This exhibition features the work of three artists from different generations.
Robert Adams (born in 1937, New Jersey, USA) works exclusively with small-format black-and-white photography in the American landscape. Adams lives in Denver, Colorado, and explores the decay of the American landscape, studying notions of landscape, truth, criticism, and more.
Historians often refer to his work as a catastrophic allegory. The gallery presented two solo exhibitions of his work in 1994 and 1997.
Inaki Bonillas (born in 1981 in Mexico City) reinterprets conceptual art and explores the origins of photography. This notion of origin is explored in two series of 25 photographs taken from family archives. Profiles and silhouettes play on the positive and negative, photographic work and contours drawn in graphite.
The gallery organised a solo exhibition of the artist’s work in 2003.
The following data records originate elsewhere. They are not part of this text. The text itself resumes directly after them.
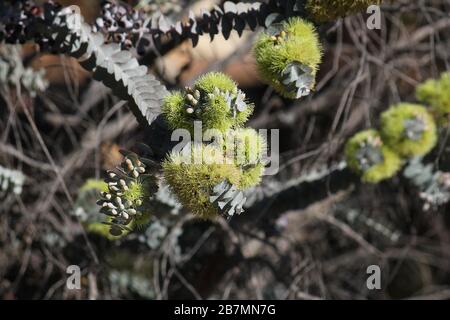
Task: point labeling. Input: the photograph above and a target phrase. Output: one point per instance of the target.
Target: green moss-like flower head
(289, 60)
(409, 129)
(367, 156)
(127, 200)
(436, 94)
(214, 100)
(192, 181)
(329, 10)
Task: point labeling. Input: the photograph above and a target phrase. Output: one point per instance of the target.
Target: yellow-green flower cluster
(126, 202)
(407, 130)
(368, 156)
(329, 10)
(209, 179)
(214, 100)
(289, 59)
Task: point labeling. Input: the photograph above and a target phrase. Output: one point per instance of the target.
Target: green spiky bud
(436, 94)
(367, 156)
(409, 129)
(126, 202)
(214, 100)
(247, 149)
(193, 181)
(289, 59)
(329, 10)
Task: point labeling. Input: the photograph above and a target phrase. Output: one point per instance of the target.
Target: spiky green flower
(289, 59)
(127, 200)
(329, 10)
(409, 129)
(246, 148)
(367, 156)
(214, 100)
(192, 174)
(436, 94)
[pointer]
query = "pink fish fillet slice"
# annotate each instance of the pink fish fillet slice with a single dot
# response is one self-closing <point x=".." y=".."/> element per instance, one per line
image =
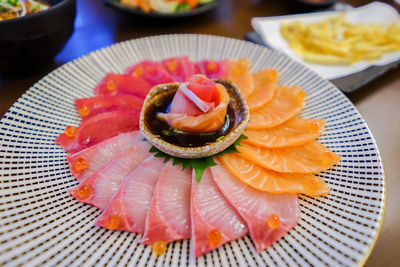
<point x="211" y="211"/>
<point x="99" y="155"/>
<point x="98" y="189"/>
<point x="169" y="216"/>
<point x="255" y="207"/>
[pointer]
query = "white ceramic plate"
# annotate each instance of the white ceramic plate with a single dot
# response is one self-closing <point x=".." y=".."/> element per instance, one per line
<point x="269" y="29"/>
<point x="41" y="224"/>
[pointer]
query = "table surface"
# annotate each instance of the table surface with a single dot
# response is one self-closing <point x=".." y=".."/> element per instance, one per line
<point x="97" y="26"/>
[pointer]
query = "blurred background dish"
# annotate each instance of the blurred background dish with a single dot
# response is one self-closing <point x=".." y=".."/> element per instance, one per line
<point x="207" y="5"/>
<point x="31" y="41"/>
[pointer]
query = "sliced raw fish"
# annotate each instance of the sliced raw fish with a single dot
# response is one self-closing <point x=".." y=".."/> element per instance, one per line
<point x="180" y="68"/>
<point x="169" y="216"/>
<point x="98" y="189"/>
<point x="257" y="207"/>
<point x="311" y="157"/>
<point x="206" y="122"/>
<point x="89" y="107"/>
<point x="240" y="74"/>
<point x="98" y="128"/>
<point x="128" y="207"/>
<point x="97" y="156"/>
<point x="152" y="72"/>
<point x="294" y="132"/>
<point x="286" y="104"/>
<point x="213" y="69"/>
<point x="273" y="182"/>
<point x="122" y="84"/>
<point x="210" y="211"/>
<point x="264" y="88"/>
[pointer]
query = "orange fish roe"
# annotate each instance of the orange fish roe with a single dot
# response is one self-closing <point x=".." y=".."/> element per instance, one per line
<point x="313" y="127"/>
<point x="171" y="65"/>
<point x="70" y="131"/>
<point x="301" y="95"/>
<point x="84" y="191"/>
<point x="112" y="223"/>
<point x="273" y="221"/>
<point x="138" y="71"/>
<point x="214" y="237"/>
<point x="80" y="164"/>
<point x="159" y="247"/>
<point x="212" y="66"/>
<point x="84" y="110"/>
<point x="111" y="86"/>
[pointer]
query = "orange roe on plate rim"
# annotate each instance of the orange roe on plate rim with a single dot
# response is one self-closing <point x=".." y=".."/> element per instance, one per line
<point x="112" y="223"/>
<point x="70" y="131"/>
<point x="84" y="191"/>
<point x="80" y="164"/>
<point x="273" y="221"/>
<point x="159" y="247"/>
<point x="214" y="237"/>
<point x="84" y="110"/>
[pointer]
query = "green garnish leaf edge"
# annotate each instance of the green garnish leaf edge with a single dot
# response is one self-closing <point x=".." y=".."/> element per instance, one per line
<point x="201" y="164"/>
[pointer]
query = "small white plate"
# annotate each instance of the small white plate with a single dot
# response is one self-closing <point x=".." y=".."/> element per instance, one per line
<point x="269" y="29"/>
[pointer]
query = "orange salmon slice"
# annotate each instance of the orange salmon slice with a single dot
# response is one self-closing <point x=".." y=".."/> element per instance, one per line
<point x="264" y="88"/>
<point x="309" y="158"/>
<point x="241" y="75"/>
<point x="286" y="103"/>
<point x="273" y="182"/>
<point x="294" y="132"/>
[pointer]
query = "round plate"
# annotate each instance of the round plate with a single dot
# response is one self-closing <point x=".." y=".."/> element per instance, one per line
<point x="137" y="11"/>
<point x="42" y="224"/>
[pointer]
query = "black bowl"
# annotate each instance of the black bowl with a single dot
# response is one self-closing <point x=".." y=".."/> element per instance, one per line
<point x="32" y="41"/>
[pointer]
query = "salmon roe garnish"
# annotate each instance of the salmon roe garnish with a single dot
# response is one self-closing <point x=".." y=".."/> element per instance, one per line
<point x="212" y="66"/>
<point x="214" y="237"/>
<point x="111" y="86"/>
<point x="80" y="164"/>
<point x="171" y="65"/>
<point x="273" y="221"/>
<point x="159" y="247"/>
<point x="112" y="223"/>
<point x="313" y="127"/>
<point x="84" y="191"/>
<point x="84" y="110"/>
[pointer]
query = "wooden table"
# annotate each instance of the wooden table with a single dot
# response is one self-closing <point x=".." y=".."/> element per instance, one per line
<point x="97" y="26"/>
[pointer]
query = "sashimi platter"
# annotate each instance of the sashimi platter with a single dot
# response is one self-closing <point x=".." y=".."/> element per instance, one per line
<point x="187" y="150"/>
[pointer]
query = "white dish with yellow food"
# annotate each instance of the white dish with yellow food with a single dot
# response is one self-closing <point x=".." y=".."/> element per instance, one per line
<point x="336" y="44"/>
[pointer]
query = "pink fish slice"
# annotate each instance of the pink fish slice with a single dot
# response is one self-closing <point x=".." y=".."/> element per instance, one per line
<point x="89" y="107"/>
<point x="268" y="216"/>
<point x="180" y="68"/>
<point x="98" y="189"/>
<point x="99" y="128"/>
<point x="122" y="84"/>
<point x="152" y="72"/>
<point x="169" y="216"/>
<point x="97" y="156"/>
<point x="128" y="207"/>
<point x="214" y="221"/>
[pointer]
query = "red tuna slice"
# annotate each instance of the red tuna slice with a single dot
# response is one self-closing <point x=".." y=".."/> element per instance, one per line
<point x="259" y="209"/>
<point x="128" y="208"/>
<point x="122" y="84"/>
<point x="180" y="68"/>
<point x="89" y="107"/>
<point x="98" y="189"/>
<point x="214" y="221"/>
<point x="98" y="128"/>
<point x="97" y="156"/>
<point x="213" y="69"/>
<point x="153" y="72"/>
<point x="169" y="216"/>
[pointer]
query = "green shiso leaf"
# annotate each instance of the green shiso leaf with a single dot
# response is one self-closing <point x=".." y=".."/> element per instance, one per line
<point x="201" y="164"/>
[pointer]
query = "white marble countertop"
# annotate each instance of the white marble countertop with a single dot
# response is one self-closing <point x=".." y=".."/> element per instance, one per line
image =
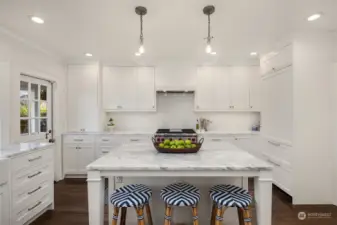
<point x="17" y="149"/>
<point x="134" y="157"/>
<point x="109" y="133"/>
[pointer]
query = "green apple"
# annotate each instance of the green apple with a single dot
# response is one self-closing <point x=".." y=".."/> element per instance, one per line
<point x="188" y="142"/>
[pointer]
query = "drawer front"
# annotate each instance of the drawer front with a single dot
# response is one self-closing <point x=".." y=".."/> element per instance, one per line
<point x="79" y="139"/>
<point x="24" y="162"/>
<point x="33" y="175"/>
<point x="26" y="194"/>
<point x="30" y="209"/>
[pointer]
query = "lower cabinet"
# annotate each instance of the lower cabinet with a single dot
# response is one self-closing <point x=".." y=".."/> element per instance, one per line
<point x="31" y="185"/>
<point x="81" y="150"/>
<point x="76" y="158"/>
<point x="4" y="204"/>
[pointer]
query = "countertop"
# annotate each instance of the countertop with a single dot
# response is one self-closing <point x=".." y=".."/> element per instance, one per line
<point x="143" y="156"/>
<point x="17" y="149"/>
<point x="152" y="133"/>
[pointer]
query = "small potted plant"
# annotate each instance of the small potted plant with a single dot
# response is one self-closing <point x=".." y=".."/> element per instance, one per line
<point x="111" y="125"/>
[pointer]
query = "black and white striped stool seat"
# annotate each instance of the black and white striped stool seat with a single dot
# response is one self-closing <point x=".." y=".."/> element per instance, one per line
<point x="180" y="194"/>
<point x="131" y="195"/>
<point x="230" y="196"/>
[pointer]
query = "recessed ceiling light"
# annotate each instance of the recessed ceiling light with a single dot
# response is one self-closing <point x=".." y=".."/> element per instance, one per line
<point x="253" y="53"/>
<point x="314" y="17"/>
<point x="36" y="19"/>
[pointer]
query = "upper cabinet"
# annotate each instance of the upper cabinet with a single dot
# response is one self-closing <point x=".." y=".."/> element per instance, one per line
<point x="227" y="89"/>
<point x="83" y="98"/>
<point x="128" y="89"/>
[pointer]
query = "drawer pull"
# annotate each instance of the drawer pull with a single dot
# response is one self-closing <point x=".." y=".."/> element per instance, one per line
<point x="31" y="192"/>
<point x="31" y="160"/>
<point x="274" y="143"/>
<point x="273" y="163"/>
<point x="34" y="175"/>
<point x="39" y="203"/>
<point x="78" y="139"/>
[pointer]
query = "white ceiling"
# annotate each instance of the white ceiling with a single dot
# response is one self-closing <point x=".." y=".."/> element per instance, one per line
<point x="173" y="29"/>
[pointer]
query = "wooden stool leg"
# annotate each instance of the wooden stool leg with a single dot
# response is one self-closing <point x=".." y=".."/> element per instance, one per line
<point x="213" y="215"/>
<point x="140" y="214"/>
<point x="195" y="215"/>
<point x="148" y="213"/>
<point x="247" y="216"/>
<point x="168" y="215"/>
<point x="220" y="210"/>
<point x="240" y="215"/>
<point x="123" y="216"/>
<point x="115" y="216"/>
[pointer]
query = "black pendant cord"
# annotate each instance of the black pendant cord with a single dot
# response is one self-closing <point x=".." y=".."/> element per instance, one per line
<point x="141" y="30"/>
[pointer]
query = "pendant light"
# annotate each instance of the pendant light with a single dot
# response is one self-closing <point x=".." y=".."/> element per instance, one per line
<point x="141" y="11"/>
<point x="209" y="10"/>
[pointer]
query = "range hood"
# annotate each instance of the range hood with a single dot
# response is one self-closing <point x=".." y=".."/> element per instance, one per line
<point x="175" y="91"/>
<point x="180" y="89"/>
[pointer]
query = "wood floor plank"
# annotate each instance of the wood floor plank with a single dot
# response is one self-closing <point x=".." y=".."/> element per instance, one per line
<point x="71" y="207"/>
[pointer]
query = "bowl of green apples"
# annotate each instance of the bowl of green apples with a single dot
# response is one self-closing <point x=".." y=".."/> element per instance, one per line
<point x="177" y="146"/>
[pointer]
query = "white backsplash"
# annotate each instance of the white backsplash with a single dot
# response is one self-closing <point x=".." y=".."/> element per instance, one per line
<point x="177" y="111"/>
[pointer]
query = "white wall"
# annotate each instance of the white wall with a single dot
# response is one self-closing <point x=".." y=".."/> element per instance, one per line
<point x="313" y="155"/>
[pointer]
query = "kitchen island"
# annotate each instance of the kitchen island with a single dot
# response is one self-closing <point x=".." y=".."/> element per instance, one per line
<point x="142" y="161"/>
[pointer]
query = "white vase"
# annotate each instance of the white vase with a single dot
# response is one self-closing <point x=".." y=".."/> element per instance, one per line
<point x="110" y="128"/>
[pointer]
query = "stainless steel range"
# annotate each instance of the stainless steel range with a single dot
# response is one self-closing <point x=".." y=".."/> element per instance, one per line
<point x="176" y="134"/>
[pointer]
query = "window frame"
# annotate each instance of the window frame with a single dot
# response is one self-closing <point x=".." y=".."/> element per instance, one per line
<point x="30" y="136"/>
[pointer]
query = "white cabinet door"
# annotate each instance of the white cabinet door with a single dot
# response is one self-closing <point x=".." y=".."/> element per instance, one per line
<point x="118" y="88"/>
<point x="239" y="88"/>
<point x="146" y="95"/>
<point x="4" y="205"/>
<point x="70" y="160"/>
<point x="212" y="92"/>
<point x="85" y="156"/>
<point x="83" y="98"/>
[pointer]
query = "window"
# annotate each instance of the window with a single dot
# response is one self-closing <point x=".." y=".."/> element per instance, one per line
<point x="35" y="107"/>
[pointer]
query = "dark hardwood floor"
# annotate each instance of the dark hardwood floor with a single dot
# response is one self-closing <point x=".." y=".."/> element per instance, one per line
<point x="71" y="207"/>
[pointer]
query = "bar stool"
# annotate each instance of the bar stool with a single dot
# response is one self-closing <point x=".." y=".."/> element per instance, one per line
<point x="225" y="196"/>
<point x="133" y="195"/>
<point x="180" y="194"/>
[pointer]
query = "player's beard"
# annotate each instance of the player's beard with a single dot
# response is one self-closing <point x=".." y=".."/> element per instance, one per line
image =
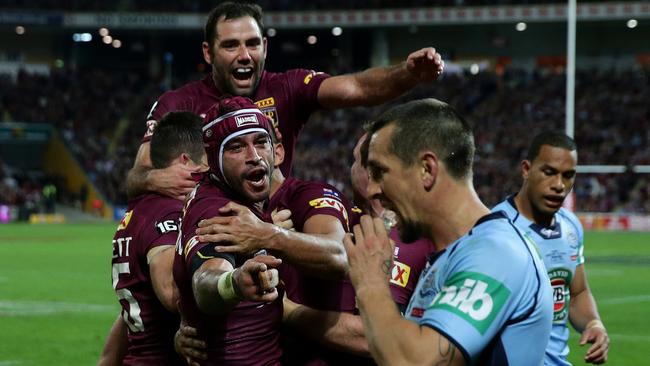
<point x="223" y="76"/>
<point x="409" y="231"/>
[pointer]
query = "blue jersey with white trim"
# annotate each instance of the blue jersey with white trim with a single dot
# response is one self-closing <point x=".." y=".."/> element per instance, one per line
<point x="489" y="294"/>
<point x="561" y="246"/>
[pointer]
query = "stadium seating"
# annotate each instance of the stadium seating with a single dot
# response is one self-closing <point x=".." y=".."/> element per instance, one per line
<point x="611" y="109"/>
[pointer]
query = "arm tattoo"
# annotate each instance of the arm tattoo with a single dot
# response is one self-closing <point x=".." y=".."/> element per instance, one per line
<point x="446" y="350"/>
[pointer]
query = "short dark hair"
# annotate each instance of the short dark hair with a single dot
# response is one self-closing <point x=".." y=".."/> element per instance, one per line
<point x="551" y="138"/>
<point x="177" y="133"/>
<point x="231" y="10"/>
<point x="429" y="124"/>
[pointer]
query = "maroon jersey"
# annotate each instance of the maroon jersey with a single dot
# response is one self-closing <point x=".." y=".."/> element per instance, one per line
<point x="150" y="221"/>
<point x="287" y="98"/>
<point x="247" y="335"/>
<point x="307" y="199"/>
<point x="408" y="262"/>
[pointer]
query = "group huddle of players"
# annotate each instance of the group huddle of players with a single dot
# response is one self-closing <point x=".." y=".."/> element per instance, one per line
<point x="224" y="258"/>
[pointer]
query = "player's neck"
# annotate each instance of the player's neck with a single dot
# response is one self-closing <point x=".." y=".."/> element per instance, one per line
<point x="453" y="213"/>
<point x="526" y="209"/>
<point x="277" y="178"/>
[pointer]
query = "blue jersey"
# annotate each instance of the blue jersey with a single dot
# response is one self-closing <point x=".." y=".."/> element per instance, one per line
<point x="562" y="250"/>
<point x="489" y="294"/>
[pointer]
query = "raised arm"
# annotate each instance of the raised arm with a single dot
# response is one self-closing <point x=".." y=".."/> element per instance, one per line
<point x="218" y="287"/>
<point x="174" y="181"/>
<point x="319" y="250"/>
<point x="393" y="340"/>
<point x="379" y="84"/>
<point x="583" y="314"/>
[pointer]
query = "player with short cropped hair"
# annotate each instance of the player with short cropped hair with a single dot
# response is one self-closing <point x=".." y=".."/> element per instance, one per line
<point x="548" y="173"/>
<point x="236" y="49"/>
<point x="143" y="255"/>
<point x="231" y="300"/>
<point x="484" y="297"/>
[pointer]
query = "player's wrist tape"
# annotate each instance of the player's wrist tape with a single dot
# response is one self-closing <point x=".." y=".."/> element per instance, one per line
<point x="596" y="323"/>
<point x="226" y="288"/>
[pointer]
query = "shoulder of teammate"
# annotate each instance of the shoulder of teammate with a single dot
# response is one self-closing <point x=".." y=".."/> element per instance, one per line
<point x="162" y="226"/>
<point x="172" y="100"/>
<point x="205" y="204"/>
<point x="303" y="84"/>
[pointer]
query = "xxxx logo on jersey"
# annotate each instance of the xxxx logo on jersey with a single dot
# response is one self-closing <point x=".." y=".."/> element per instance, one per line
<point x="475" y="297"/>
<point x="560" y="282"/>
<point x="400" y="274"/>
<point x="267" y="106"/>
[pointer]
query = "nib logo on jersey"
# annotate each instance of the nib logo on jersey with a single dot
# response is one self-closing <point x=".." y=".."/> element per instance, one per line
<point x="474" y="297"/>
<point x="560" y="280"/>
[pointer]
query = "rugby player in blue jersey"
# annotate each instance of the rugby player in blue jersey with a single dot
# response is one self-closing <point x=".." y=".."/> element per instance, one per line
<point x="548" y="173"/>
<point x="485" y="297"/>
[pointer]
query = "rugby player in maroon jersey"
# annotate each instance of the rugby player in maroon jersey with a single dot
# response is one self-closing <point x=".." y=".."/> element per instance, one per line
<point x="236" y="49"/>
<point x="143" y="255"/>
<point x="231" y="299"/>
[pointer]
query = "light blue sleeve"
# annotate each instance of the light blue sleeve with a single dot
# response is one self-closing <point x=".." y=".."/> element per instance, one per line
<point x="478" y="289"/>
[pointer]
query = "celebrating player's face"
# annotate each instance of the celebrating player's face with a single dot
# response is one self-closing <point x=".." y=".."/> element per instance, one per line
<point x="390" y="182"/>
<point x="237" y="56"/>
<point x="550" y="177"/>
<point x="248" y="164"/>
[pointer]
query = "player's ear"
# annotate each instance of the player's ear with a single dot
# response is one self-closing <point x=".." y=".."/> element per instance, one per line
<point x="525" y="168"/>
<point x="184" y="159"/>
<point x="207" y="52"/>
<point x="429" y="165"/>
<point x="265" y="43"/>
<point x="279" y="153"/>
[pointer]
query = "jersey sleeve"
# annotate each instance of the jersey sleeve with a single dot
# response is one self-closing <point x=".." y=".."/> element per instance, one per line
<point x="163" y="230"/>
<point x="190" y="248"/>
<point x="168" y="102"/>
<point x="313" y="199"/>
<point x="303" y="86"/>
<point x="476" y="297"/>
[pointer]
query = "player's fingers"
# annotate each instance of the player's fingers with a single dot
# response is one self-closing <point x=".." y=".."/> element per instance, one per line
<point x="270" y="295"/>
<point x="230" y="249"/>
<point x="358" y="235"/>
<point x="233" y="207"/>
<point x="223" y="220"/>
<point x="268" y="260"/>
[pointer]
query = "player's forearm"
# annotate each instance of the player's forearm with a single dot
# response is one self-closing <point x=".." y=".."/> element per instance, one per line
<point x="205" y="285"/>
<point x="583" y="310"/>
<point x="116" y="344"/>
<point x="340" y="331"/>
<point x="137" y="181"/>
<point x="394" y="340"/>
<point x="320" y="255"/>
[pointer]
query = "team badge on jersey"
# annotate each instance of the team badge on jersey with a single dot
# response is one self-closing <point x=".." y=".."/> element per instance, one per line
<point x="560" y="283"/>
<point x="267" y="106"/>
<point x="400" y="274"/>
<point x="310" y="76"/>
<point x="125" y="220"/>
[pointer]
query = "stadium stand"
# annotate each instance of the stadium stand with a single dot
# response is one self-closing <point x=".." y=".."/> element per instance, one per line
<point x="101" y="118"/>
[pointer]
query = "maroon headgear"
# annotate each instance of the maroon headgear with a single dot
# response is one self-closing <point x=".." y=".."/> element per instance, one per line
<point x="227" y="119"/>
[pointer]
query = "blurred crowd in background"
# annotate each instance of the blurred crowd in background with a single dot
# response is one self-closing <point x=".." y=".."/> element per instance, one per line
<point x="101" y="117"/>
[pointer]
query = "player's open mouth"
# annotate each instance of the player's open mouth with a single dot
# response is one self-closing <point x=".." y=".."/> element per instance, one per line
<point x="242" y="73"/>
<point x="257" y="178"/>
<point x="554" y="201"/>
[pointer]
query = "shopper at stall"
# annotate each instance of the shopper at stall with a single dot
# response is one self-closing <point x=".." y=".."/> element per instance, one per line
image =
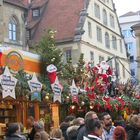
<point x="30" y="124"/>
<point x="13" y="132"/>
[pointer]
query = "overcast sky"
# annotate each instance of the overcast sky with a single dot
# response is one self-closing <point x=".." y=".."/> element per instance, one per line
<point x="124" y="6"/>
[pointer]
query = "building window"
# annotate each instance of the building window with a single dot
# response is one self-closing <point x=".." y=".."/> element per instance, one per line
<point x="99" y="34"/>
<point x="104" y="17"/>
<point x="89" y="30"/>
<point x="127" y="33"/>
<point x="68" y="55"/>
<point x="107" y="41"/>
<point x="112" y="21"/>
<point x="132" y="72"/>
<point x="36" y="12"/>
<point x="97" y="10"/>
<point x="114" y="42"/>
<point x="12" y="26"/>
<point x="91" y="56"/>
<point x="101" y="58"/>
<point x="121" y="49"/>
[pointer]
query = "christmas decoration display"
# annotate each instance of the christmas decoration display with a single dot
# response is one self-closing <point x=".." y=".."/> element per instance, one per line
<point x="35" y="87"/>
<point x="74" y="92"/>
<point x="56" y="86"/>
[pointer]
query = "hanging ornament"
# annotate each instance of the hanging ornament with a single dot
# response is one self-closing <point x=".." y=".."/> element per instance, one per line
<point x="56" y="86"/>
<point x="74" y="92"/>
<point x="90" y="93"/>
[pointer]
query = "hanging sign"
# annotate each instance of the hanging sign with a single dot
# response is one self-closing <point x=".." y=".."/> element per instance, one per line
<point x="8" y="83"/>
<point x="35" y="87"/>
<point x="74" y="92"/>
<point x="14" y="61"/>
<point x="56" y="86"/>
<point x="57" y="89"/>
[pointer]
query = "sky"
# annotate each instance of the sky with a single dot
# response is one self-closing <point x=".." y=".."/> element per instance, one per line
<point x="124" y="6"/>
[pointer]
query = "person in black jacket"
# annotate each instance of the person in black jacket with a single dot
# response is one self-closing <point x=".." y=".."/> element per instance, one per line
<point x="30" y="123"/>
<point x="13" y="132"/>
<point x="94" y="129"/>
<point x="82" y="129"/>
<point x="133" y="128"/>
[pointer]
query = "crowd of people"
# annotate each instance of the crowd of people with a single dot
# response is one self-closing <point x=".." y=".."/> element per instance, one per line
<point x="91" y="127"/>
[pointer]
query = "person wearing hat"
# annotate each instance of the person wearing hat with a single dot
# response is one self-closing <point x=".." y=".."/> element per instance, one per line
<point x="40" y="134"/>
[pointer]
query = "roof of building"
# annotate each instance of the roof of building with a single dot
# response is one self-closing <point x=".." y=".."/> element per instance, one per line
<point x="38" y="3"/>
<point x="62" y="17"/>
<point x="130" y="13"/>
<point x="18" y="3"/>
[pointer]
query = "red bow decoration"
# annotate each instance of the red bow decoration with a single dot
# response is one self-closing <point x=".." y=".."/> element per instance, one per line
<point x="90" y="93"/>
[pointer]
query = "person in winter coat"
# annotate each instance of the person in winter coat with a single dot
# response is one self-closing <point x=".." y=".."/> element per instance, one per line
<point x="94" y="129"/>
<point x="56" y="134"/>
<point x="30" y="124"/>
<point x="119" y="133"/>
<point x="82" y="129"/>
<point x="133" y="128"/>
<point x="40" y="133"/>
<point x="72" y="132"/>
<point x="13" y="132"/>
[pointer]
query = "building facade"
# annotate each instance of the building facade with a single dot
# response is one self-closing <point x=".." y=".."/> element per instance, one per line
<point x="126" y="21"/>
<point x="136" y="29"/>
<point x="90" y="27"/>
<point x="12" y="23"/>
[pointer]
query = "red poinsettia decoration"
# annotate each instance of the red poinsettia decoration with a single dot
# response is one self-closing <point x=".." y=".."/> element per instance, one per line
<point x="122" y="102"/>
<point x="90" y="93"/>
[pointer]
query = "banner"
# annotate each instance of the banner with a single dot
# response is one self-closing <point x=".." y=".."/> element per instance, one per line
<point x="56" y="86"/>
<point x="8" y="83"/>
<point x="35" y="87"/>
<point x="74" y="92"/>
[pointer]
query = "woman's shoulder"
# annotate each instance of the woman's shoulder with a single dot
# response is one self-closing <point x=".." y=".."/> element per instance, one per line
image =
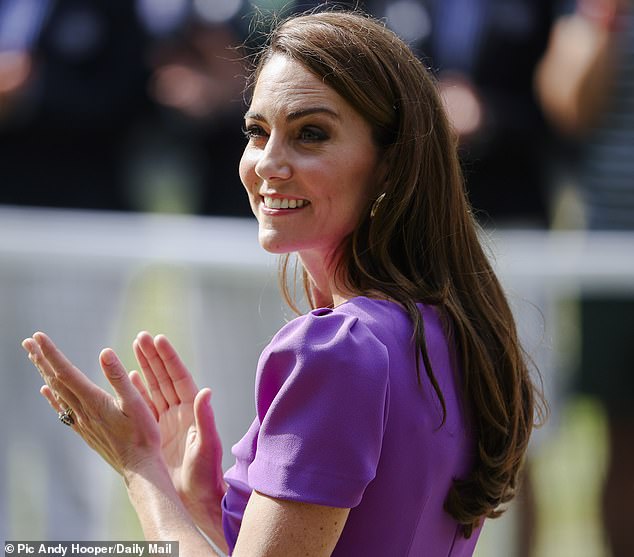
<point x="327" y="329"/>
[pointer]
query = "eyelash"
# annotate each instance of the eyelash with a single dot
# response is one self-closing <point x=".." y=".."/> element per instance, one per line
<point x="254" y="131"/>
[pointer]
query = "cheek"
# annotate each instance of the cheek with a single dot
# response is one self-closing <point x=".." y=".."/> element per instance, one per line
<point x="246" y="170"/>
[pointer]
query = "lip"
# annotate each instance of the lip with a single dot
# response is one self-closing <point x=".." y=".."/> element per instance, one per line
<point x="282" y="210"/>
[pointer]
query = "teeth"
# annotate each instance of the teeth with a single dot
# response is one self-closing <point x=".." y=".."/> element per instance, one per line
<point x="283" y="203"/>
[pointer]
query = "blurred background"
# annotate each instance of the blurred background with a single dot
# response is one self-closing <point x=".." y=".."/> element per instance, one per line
<point x="121" y="210"/>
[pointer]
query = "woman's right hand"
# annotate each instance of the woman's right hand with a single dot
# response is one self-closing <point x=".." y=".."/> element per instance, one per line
<point x="190" y="442"/>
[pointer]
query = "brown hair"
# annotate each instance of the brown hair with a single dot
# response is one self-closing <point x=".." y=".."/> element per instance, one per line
<point x="422" y="245"/>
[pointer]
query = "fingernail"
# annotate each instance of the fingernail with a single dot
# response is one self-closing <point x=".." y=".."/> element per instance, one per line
<point x="107" y="357"/>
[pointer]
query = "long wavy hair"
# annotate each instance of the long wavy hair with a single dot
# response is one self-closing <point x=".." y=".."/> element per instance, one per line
<point x="420" y="243"/>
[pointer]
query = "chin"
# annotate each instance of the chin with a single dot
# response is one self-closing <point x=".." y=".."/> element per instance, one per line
<point x="274" y="245"/>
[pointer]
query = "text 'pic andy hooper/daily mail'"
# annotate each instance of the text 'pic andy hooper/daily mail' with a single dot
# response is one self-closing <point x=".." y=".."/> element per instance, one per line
<point x="92" y="548"/>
Louise Lawler (born in 1947, lives in New York) presents a collection of recent Cibachrome prints that explore the work of other artists. Lawler has been reflecting on the art world for many years: the institutional framework, the exhibition venue, the exhibition curator, the collector, the art market… In short, everything that makes up the art ‘world’. Her perspective, sometimes akin to that of a documentarian or sociologist, allows us to see what surrounds the work, whose meaning is increasingly interchangeable and unstable. This study of exhibition design increasingly reveals the environment and contemporary museology in full growth in a world dominated by the culture industry.
The gallery presented solo exhibitions by Louise Lawler in 1988, 1991 and 2001.